Introduction. Thermal stress is an increase in body temperature due to the predominance of heat received from outside or released during metabolism over heat losses by the body. Heat production can be regulated using benzodiazepines in doses unattainable with a single intramuscular injection of their officinal preparations. In this study, this limitation is overcome using a prototype of the Phenazepam nasal spray (PNS) preparation, containing 170 mg of phenazepam in 1 mL of a non-aqueous solution.

Objective. Experimental assessment of the PNS effect on the metabolic rate and thermal balance in thermal stress.

Materials and methods.
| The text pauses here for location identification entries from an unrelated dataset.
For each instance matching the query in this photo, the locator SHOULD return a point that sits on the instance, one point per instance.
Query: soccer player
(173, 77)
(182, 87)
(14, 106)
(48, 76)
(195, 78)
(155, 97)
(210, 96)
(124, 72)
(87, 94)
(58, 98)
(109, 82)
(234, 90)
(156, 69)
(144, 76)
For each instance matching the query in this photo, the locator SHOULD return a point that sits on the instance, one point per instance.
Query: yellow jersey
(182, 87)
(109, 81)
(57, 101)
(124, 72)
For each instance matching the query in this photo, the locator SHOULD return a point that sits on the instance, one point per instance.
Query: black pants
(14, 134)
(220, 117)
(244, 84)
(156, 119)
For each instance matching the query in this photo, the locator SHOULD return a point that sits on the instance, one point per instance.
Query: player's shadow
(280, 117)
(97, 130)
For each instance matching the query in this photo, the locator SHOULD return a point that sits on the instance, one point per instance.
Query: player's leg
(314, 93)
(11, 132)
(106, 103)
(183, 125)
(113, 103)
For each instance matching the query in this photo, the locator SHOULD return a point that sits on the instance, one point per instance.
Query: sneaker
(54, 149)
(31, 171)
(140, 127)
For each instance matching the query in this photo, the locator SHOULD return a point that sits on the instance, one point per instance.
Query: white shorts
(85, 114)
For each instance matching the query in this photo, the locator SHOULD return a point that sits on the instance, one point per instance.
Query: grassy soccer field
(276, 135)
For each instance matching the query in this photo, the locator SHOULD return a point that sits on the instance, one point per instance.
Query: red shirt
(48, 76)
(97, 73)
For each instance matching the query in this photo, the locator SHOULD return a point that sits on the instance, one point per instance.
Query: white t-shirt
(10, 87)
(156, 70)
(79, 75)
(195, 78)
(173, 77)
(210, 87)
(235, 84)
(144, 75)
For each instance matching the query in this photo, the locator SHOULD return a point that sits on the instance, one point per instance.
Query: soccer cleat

The effect of a single 10 μL PNS intranasal instillation on the external respiration intensity, oxygen consumption, as well as 10 μL PNS intranasal instillations at 0.5 h intervals on the dynamics of rectal temperature, body weight, and lethality in rats at an air temperature of 40 °C was studied.

Results. PNS instillations reduced oxygen consumption by an amount sufficient to decrease body temperature by 0.3 °C in 0.5 h. PNS administration declined the rate of body temperature rise when placing rats in restrainers at an air temperature of 40 °C; however, PNS administration accelerated body temperature rise and increased lethality when placing rats in cages. Due to PNS, moisture loss by rats in cages decreased, judged by the dynamics of body weight.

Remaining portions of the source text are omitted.